Quanto ao ex Juiz Sérgio Moro, deve ser mantida a decisão da 2.ª Turma que não o condenou às custas processuais, conforme ponderado pela Ministra Cármen Lúcia, considerando que não seria adequado, correto tampouco justo, a nosso sentir, o STF condenar o Juiz neste sentido quando o próprio Supremo Tribunal Federal referendou centenas de decisões judiciais proferidas por ele, sendo o Tribunal conhecedor de suas práticas processuais, referendadas por outras instâncias, mas que, somente mais recentemente, vieram a ser vistas com maiores reservas por alguns Ministros, formando-se maioria neste sentido (por enquanto, na 2.ª Turma).
Notas e Referências
[1] https://g1.globo.com/politica/noticia/2020/10/07/bolsonaro-diz-que-acabou-com-a-operacao-lava-jato-porque-governo-nao-tem-mais-corrupcao.ghtml. Erra quando afirma que acabou com a Operação Lava Jato porque a corrupção tenha acabado em seu governo, embora, é preciso frisar, até o presente momento, não há notícia do nível de corrupção sistêmica nos moldes de um passado recente.
[2] Já atuamos em alguns casos, no passado, mas hoje não mais.
[3] https://noticias.uol.com.br/colunas/carolina-brigido/2021/04/21/stf-suspeicao-moro.htm
[4] A rigor, a suspeição do caso, com o devido respeito, se deu mais por culpa da conduta dos Procuradores da República que atuaram no caso, que forçaram e investiram em uma grande e inadequada proximidade com autoridades judiciais que julgariam o caso, isso mesmo nos Tribunais Superiores, sendo que, muito embora se fale da conduta do Juiz, a nosso ver, em realidade, quem invalidou todo o procedimento foi a desastrada atuação de alguns membros do Ministério Público Federal ao pretenderem ter um protagonismo e proximidade com Juízes, Desembargadores e Ministros que não lhes competiria.
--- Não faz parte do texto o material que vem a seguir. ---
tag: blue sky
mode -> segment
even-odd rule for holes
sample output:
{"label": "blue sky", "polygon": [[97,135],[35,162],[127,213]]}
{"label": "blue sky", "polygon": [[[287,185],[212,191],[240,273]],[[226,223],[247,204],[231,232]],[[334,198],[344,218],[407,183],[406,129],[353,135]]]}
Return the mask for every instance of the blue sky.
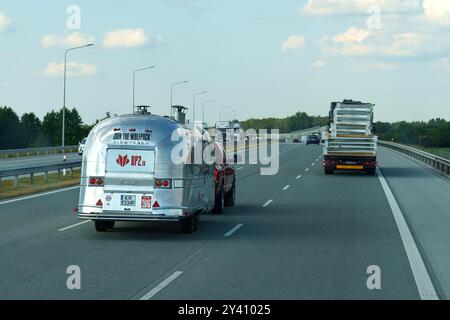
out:
{"label": "blue sky", "polygon": [[[324,115],[343,98],[377,104],[382,121],[450,119],[449,3],[2,0],[0,105],[40,117],[61,107],[65,48],[93,41],[69,56],[67,106],[87,123],[129,112],[132,71],[147,65],[157,68],[138,74],[136,102],[157,114],[169,113],[170,85],[189,80],[174,102],[191,107],[208,90],[197,114],[216,99],[209,122],[224,106],[240,119]],[[79,30],[67,28],[70,5]]]}

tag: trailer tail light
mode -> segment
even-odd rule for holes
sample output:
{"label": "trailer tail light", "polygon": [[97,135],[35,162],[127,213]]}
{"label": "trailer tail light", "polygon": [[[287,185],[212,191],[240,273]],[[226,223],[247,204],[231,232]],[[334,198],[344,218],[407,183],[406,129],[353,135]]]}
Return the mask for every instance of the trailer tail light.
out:
{"label": "trailer tail light", "polygon": [[156,179],[156,189],[172,189],[172,179]]}
{"label": "trailer tail light", "polygon": [[103,177],[90,177],[89,186],[90,187],[103,187],[105,185],[105,180]]}

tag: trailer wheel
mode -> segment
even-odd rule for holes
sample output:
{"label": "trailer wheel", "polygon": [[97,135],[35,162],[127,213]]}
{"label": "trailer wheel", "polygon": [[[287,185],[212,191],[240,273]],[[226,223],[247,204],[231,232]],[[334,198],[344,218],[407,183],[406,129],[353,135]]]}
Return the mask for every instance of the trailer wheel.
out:
{"label": "trailer wheel", "polygon": [[115,221],[101,221],[97,220],[95,221],[95,230],[97,232],[106,232],[108,229],[114,228]]}
{"label": "trailer wheel", "polygon": [[233,182],[233,187],[225,194],[225,207],[234,207],[236,202],[236,182]]}
{"label": "trailer wheel", "polygon": [[198,215],[192,215],[188,218],[181,220],[181,230],[183,233],[191,234],[197,230]]}
{"label": "trailer wheel", "polygon": [[223,191],[223,186],[220,188],[219,194],[216,196],[216,201],[214,203],[213,212],[217,214],[223,213],[225,207],[225,194]]}

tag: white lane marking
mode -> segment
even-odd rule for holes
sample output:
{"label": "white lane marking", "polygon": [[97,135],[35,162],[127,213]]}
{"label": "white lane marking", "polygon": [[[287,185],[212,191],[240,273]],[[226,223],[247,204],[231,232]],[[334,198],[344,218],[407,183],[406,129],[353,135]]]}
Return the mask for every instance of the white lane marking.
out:
{"label": "white lane marking", "polygon": [[81,222],[75,223],[75,224],[73,224],[73,225],[71,225],[71,226],[68,226],[68,227],[65,227],[65,228],[58,229],[58,232],[63,232],[63,231],[69,230],[69,229],[73,229],[73,228],[76,228],[76,227],[81,226],[81,225],[83,225],[83,224],[86,224],[86,223],[88,223],[88,222],[91,222],[91,220],[81,221]]}
{"label": "white lane marking", "polygon": [[34,199],[34,198],[38,198],[38,197],[44,197],[44,196],[52,195],[52,194],[55,194],[55,193],[71,191],[71,190],[75,190],[75,189],[78,189],[78,188],[80,188],[80,187],[76,186],[76,187],[70,187],[70,188],[64,188],[64,189],[49,191],[49,192],[45,192],[45,193],[34,194],[34,195],[31,195],[31,196],[21,197],[21,198],[17,198],[17,199],[6,200],[6,201],[0,202],[0,206],[4,205],[4,204],[18,202],[18,201],[24,201],[24,200]]}
{"label": "white lane marking", "polygon": [[267,208],[273,202],[272,199],[263,204],[263,208]]}
{"label": "white lane marking", "polygon": [[179,276],[181,276],[183,274],[183,271],[176,271],[174,272],[170,277],[168,277],[166,280],[164,280],[163,282],[161,282],[160,284],[158,284],[155,288],[153,288],[152,290],[150,290],[147,294],[145,294],[142,298],[140,298],[139,300],[150,300],[151,298],[153,298],[155,295],[158,294],[158,292],[160,292],[162,289],[164,289],[165,287],[167,287],[172,281],[174,281],[176,278],[178,278]]}
{"label": "white lane marking", "polygon": [[419,291],[420,298],[422,300],[439,300],[436,290],[431,281],[431,277],[428,274],[428,270],[423,262],[420,251],[417,248],[417,244],[414,237],[411,234],[411,230],[405,220],[405,217],[400,209],[395,197],[389,187],[383,173],[380,169],[377,170],[378,179],[381,182],[386,198],[391,207],[392,214],[394,215],[395,222],[397,224],[398,231],[400,232],[400,237],[405,247],[406,255],[408,256],[409,264],[416,281],[416,286]]}
{"label": "white lane marking", "polygon": [[233,229],[231,229],[230,231],[228,231],[227,233],[224,234],[225,237],[231,237],[233,235],[233,233],[235,233],[236,231],[238,231],[240,228],[242,228],[244,226],[243,223],[238,224],[237,226],[235,226]]}

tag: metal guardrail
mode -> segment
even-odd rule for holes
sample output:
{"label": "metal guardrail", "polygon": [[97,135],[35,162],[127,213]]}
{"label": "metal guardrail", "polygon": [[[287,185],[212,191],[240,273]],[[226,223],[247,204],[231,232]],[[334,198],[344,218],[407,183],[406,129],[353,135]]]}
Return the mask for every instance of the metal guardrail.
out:
{"label": "metal guardrail", "polygon": [[11,158],[11,157],[29,157],[29,156],[40,156],[45,154],[58,154],[58,153],[72,153],[78,151],[78,145],[66,146],[64,150],[62,147],[46,147],[46,148],[26,148],[26,149],[11,149],[11,150],[0,150],[0,158]]}
{"label": "metal guardrail", "polygon": [[378,144],[383,147],[403,153],[408,157],[423,162],[424,164],[446,174],[447,176],[450,176],[450,160],[448,159],[394,142],[379,141]]}
{"label": "metal guardrail", "polygon": [[52,164],[47,166],[38,166],[38,167],[30,167],[30,168],[20,168],[20,169],[12,169],[12,170],[3,170],[0,171],[0,181],[3,178],[13,178],[14,179],[14,187],[19,187],[20,178],[23,176],[30,176],[30,183],[33,184],[34,176],[36,173],[44,174],[44,182],[48,182],[48,174],[49,172],[58,172],[58,178],[61,176],[61,171],[69,169],[69,175],[72,175],[73,170],[76,168],[81,168],[81,160],[65,162],[60,164]]}

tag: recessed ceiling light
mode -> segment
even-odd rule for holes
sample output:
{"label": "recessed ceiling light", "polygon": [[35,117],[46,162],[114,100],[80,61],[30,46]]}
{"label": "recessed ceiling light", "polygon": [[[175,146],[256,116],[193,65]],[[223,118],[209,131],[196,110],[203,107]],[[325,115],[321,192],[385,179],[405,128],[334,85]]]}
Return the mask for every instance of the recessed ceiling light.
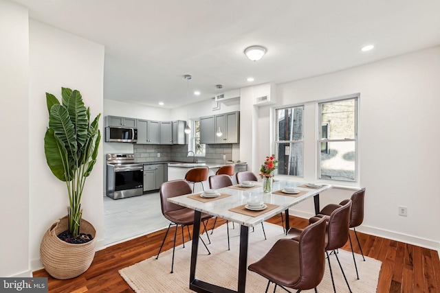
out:
{"label": "recessed ceiling light", "polygon": [[245,49],[245,54],[252,61],[259,60],[265,54],[266,48],[261,46],[251,46]]}
{"label": "recessed ceiling light", "polygon": [[366,46],[364,46],[361,48],[361,51],[363,52],[366,52],[367,51],[370,51],[371,49],[374,48],[373,45],[368,45]]}

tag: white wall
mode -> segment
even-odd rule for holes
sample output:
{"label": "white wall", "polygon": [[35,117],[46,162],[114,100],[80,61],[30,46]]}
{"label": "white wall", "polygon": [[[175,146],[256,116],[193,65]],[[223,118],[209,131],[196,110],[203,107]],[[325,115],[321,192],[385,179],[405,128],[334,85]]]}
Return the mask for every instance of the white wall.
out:
{"label": "white wall", "polygon": [[[366,193],[365,220],[360,230],[440,248],[439,80],[440,47],[437,47],[277,86],[278,106],[360,93],[358,185],[366,187]],[[271,146],[262,134],[270,133],[273,127],[266,110],[256,114],[257,143],[265,152]],[[250,121],[242,123],[250,128]],[[251,152],[250,145],[241,147],[242,154]],[[305,152],[305,160],[312,162],[307,174],[314,174],[309,171],[316,168],[315,148],[305,146],[311,149]],[[316,180],[307,176],[306,180]],[[351,193],[333,189],[322,198],[324,202],[338,202]],[[408,217],[397,215],[401,205],[408,207]],[[313,212],[311,204],[295,209],[302,215]]]}
{"label": "white wall", "polygon": [[29,271],[28,9],[0,0],[0,276]]}
{"label": "white wall", "polygon": [[[29,159],[30,253],[32,270],[41,268],[39,247],[46,230],[67,214],[65,183],[47,165],[43,137],[48,123],[45,92],[60,99],[61,86],[78,89],[91,117],[102,113],[104,46],[34,21],[30,21]],[[100,120],[101,129],[103,117]],[[16,143],[15,144],[17,145]],[[99,153],[102,153],[102,142]],[[82,217],[96,229],[98,247],[104,237],[102,159],[87,178],[82,198]]]}

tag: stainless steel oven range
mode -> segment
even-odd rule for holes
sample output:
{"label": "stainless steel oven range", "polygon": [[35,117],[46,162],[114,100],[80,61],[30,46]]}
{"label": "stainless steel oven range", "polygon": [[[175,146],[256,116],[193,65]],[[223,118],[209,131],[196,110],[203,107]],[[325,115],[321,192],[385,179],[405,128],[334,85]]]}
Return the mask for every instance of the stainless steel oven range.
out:
{"label": "stainless steel oven range", "polygon": [[143,164],[135,163],[133,154],[107,154],[107,196],[113,200],[140,196]]}

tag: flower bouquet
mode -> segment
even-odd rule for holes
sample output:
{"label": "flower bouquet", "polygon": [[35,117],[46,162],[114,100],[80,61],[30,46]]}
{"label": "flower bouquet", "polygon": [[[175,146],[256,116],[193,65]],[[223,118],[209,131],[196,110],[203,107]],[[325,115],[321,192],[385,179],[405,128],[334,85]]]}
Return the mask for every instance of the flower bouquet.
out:
{"label": "flower bouquet", "polygon": [[274,177],[274,171],[277,168],[278,161],[275,159],[275,156],[266,156],[264,163],[261,165],[260,168],[260,176],[263,178],[263,191],[264,192],[270,192],[272,191],[272,181]]}

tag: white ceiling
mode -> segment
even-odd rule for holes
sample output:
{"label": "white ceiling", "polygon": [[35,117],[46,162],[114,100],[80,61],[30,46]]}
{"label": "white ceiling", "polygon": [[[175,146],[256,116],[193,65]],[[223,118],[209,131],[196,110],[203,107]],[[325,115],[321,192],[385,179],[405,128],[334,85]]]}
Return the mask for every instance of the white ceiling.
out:
{"label": "white ceiling", "polygon": [[[105,46],[105,99],[166,108],[440,45],[439,0],[12,1]],[[243,54],[254,45],[267,49],[256,62]]]}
Seja como for, embora não se tenha avaliado, de forma expressa, o peso das mensagens hackeadas e reveladas à imprensa, pelo que ficou conhecido como Vaza Jato (o que entendemos ser um equívoco, pois o Tribunal não poderia fechar os olhos ou fingir desconsiderar uma prova encartada – ou, quando não encartada – que tenha trechos citados nas peças processuais, para fugir da apreciação da sua ilicitude, por exemplo, como se faz para não se reconhecer alguma invalidade, ao se afirmar que o elemento viciado não foi valorado na sentença, não havendo prejuízo...), esperamos que isso venha a ser debatido pelo Pleno no julgamento desta semana, porque este ponto precisa e deve ser enfrentado.
[5] “Os inúmeros contrastes jurisprudenciais que podem ser verificados nas decisões de nossos tribunais conduzem a um inevitável questionamento acerca da igualdade com que os cidadãos são tratados diante da lei. Resta
patente que interpretações diferentes da mesma norma criam, inevitavelmente, injustificada disparidade de tratamento – e não se pode esquecer que uma das importantes razões que levaram ao triunfo da legalidade no direito penal foi, justamente, a necessidade de que todos sejam tratados da mesma forma, sem discriminações e casuísmos. Sob esse prisma, a existência de diferentes interpretações do mesmo conjunto de leis conduz à constatação de que, não obstante os cidadãos estejam sujeitos à mesma lei, isso não implica, necessariamente, a
submissão ao mesmo tratamento jurídico” (GOMES, Mariângela Gama de Magalhães. Direito penal e interpretação jurisprudencial: do princípio da legalidade às súmulas vinculantes. São Paulo: Atlas, 2008, p. 101)
[6] PASCHOAL, Jorge Coutinho. O Prejuízo e as Nulidades Processuais Penais: um estudo à luz do Superior Tribunal de Justiça e do Supremo Tribunal Federal. 2 ed. Rio de Janeiro: Lumen Juris, 2017. A terceira edição está prestes a ser lançada neste ano.